The following reflection was presented by Bishop Andrew Bellisario, C.M. during a Holy Hour praying for racial justice and healing, at the Cathedral of the Nativity of the Blessed Virgin Mary, on June 25, 2020.

In our current time, personal and institutional racism is being brought out into the light once again. People of color experience racism and are harmed by it. Racism is evil and a grave sin, a part of our present and past that we need to face, condemn and wipe out. We need to listen to those oppressed by it and who suffer from it, to learn from their experience, to repent of it, and commit to action for justice for all.

African-Americans and our fellow citizens drawn from every race and ethnicity have gathered in the thousands throughout the country to protest the unprovoked killing of George Floyd last month. For weeks, this outpouring of anger, grief and anguish has prompted a long-overdue moment of profound national soul-searching. That racism and structural injustice have been embedded in our society and its institutions from the beginning of this nation, and the destructive harm this hateful ideology continues to inflict on our black brothers and sisters has become undeniable by all people of good will.

African-Americans cry out in profound pain. They know from bitter experience that in our society their lives have not mattered as much as white lives, not only during the long night of slavery and Jim Crow but right up to the present day. The death of George Floyd and so many black men and women who have died like him is just the most egregious of the harms inflicted on them. And they rightly seek recognition that their lives matter; that they are significant, that they are important, that they are precious, that they are valued, that they are created in the image and likeness of God and deserve to be treated equally and fairly, with dignity and respect by everyone.

Despite laws outlawing legal segregation and guaranteeing the right to vote, racism continues to oppress African-Americans and people of color, from the daily indignities of hostility, suspicion, and contemptuous and demeaning slurs to sub-standard and underfunded schools, housing and employment discrimination, to mass-incarceration of young men, inadequate access to health care, and most recently a disproportionate death-rate due to the pandemic.

Each of us should be working to create a just society in which we have faced up to the structures of inequality, discrimination and racism and dismantle them forever.

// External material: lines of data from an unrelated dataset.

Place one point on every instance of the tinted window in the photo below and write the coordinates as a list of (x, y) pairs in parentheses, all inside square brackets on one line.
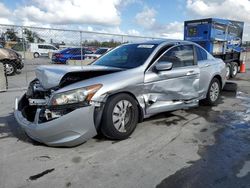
[(127, 56), (101, 51), (201, 54), (180, 56)]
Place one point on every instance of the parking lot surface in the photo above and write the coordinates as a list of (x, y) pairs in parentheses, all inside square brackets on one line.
[(198, 147)]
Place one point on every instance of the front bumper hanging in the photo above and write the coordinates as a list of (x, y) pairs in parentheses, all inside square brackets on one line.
[(68, 130)]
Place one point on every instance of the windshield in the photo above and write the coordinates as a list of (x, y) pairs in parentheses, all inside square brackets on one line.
[(127, 56)]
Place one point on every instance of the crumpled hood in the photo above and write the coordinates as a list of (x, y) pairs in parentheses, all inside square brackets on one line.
[(51, 75)]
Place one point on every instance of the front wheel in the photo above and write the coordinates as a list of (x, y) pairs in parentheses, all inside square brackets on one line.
[(120, 117), (213, 92)]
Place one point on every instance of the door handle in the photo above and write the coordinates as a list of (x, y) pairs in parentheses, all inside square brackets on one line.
[(190, 73)]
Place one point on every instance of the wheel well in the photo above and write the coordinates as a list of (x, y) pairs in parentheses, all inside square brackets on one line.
[(220, 80), (99, 111), (141, 114)]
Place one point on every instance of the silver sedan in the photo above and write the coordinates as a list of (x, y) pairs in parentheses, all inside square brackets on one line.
[(67, 105)]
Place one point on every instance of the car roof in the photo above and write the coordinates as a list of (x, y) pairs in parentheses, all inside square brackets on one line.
[(165, 41)]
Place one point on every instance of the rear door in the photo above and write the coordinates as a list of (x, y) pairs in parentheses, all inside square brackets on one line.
[(206, 66), (167, 90)]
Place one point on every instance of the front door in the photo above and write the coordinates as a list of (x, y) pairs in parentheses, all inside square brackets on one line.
[(170, 89)]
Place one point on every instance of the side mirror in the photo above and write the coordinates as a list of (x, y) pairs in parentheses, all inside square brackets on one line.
[(163, 66)]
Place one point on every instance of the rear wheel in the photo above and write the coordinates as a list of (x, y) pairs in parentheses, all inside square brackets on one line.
[(120, 117), (213, 92), (234, 69)]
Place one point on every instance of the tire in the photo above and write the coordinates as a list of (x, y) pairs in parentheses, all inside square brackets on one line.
[(117, 122), (228, 69), (36, 55), (213, 93), (234, 69), (230, 86), (10, 69)]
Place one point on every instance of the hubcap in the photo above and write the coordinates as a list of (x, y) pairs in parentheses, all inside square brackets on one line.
[(228, 72), (235, 70), (214, 91), (9, 69), (122, 114)]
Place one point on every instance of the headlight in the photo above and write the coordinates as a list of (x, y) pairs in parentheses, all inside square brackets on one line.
[(75, 96)]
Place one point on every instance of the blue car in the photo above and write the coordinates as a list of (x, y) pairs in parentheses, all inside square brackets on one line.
[(69, 53)]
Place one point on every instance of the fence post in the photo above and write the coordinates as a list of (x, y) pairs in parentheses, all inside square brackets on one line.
[(24, 56), (81, 47), (122, 39)]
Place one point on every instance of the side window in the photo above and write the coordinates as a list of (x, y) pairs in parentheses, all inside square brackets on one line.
[(201, 54), (180, 56)]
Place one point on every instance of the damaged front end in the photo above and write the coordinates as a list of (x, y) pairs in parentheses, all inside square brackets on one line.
[(54, 118)]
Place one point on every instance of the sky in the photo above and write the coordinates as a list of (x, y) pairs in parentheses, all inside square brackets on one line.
[(154, 18)]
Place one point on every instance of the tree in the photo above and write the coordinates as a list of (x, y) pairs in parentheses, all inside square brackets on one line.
[(11, 35)]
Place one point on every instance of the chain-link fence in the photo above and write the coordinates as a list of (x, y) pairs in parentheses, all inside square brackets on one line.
[(22, 49)]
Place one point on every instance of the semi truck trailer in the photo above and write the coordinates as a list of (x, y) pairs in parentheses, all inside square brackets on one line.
[(220, 37)]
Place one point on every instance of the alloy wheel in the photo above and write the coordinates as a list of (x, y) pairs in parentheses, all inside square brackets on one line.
[(122, 115), (214, 91)]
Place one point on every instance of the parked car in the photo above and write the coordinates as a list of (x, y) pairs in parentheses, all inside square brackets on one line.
[(41, 49), (67, 105), (69, 53), (12, 61), (97, 54)]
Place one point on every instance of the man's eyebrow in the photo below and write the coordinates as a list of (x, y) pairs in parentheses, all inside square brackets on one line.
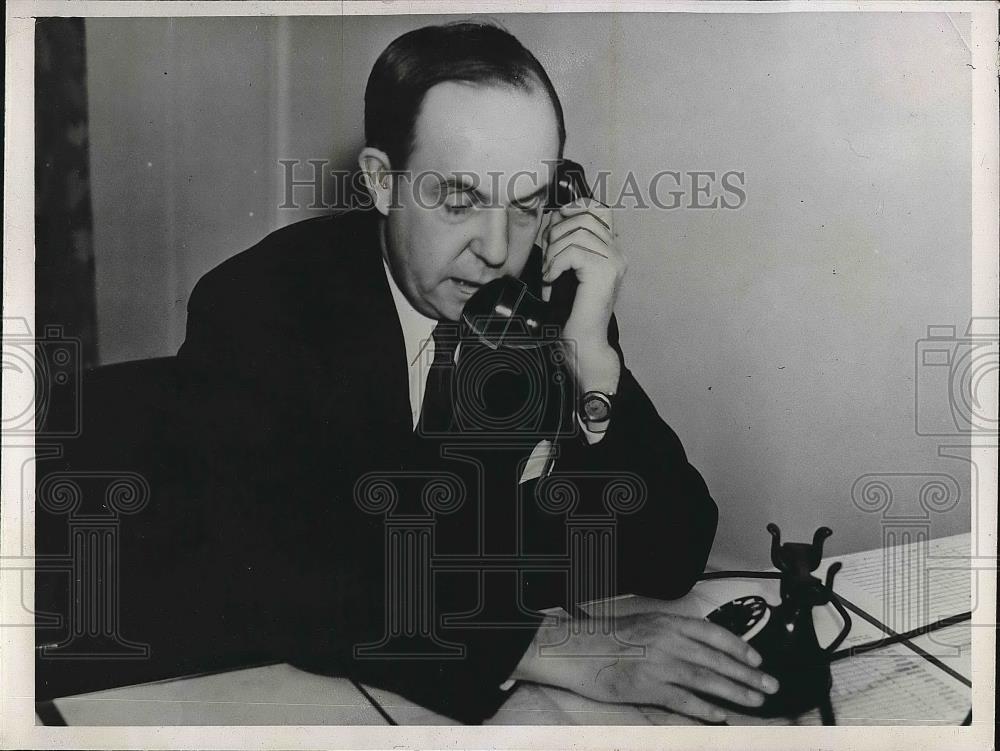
[(463, 186), (467, 187), (532, 196)]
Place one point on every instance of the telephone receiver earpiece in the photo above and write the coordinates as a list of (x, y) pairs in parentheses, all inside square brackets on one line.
[(504, 313)]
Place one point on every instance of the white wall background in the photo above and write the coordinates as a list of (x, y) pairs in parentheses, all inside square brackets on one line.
[(777, 340)]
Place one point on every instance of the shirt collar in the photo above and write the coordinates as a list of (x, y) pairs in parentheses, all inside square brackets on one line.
[(416, 326)]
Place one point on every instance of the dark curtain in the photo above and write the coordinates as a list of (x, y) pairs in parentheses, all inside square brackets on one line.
[(64, 256)]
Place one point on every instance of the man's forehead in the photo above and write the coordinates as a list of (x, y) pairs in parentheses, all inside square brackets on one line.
[(495, 133)]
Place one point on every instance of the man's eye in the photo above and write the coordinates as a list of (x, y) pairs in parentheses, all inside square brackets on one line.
[(527, 209)]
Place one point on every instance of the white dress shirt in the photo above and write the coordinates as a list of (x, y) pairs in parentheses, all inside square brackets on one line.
[(419, 345)]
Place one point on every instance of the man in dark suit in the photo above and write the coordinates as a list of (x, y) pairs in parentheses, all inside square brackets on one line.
[(354, 520)]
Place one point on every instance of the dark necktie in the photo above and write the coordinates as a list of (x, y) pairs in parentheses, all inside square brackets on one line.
[(437, 410)]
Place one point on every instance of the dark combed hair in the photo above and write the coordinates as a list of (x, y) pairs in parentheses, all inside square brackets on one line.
[(463, 51)]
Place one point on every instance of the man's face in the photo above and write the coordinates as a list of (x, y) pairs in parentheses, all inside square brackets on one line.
[(471, 206)]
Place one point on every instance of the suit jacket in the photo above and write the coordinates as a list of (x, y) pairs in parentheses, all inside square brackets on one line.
[(301, 435)]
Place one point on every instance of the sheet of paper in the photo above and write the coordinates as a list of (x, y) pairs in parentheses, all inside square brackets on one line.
[(269, 695), (910, 585), (952, 646), (894, 686)]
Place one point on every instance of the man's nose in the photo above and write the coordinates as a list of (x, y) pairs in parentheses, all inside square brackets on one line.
[(492, 244)]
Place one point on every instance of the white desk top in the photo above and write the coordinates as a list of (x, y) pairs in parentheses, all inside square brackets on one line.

In our best moments as a nation – at the time of Emancipation, during Reconstruction, and in many of our own lifetimes, during the Civil Rights Era, we have worked together to make our nation worthy of its finest aspirations of liberty and justice for all.

Let us repent of the ways in which we have failed to live up to that ideal and work together to fulfill our nation’s founding premise, that all people are created equal and are endowed by their Creator with these self-evident rights to life, liberty and the pursuit of happiness. As St. Paul writes in 1 Corinthians 12:26, If [one] part suffers, all the parts suffer with it; if one part is honored, all the parts share its joy.

We are presented with the call to change, to transform, and thereby move towards a deeper conversion to Christ as we truly learn to love our neighbor.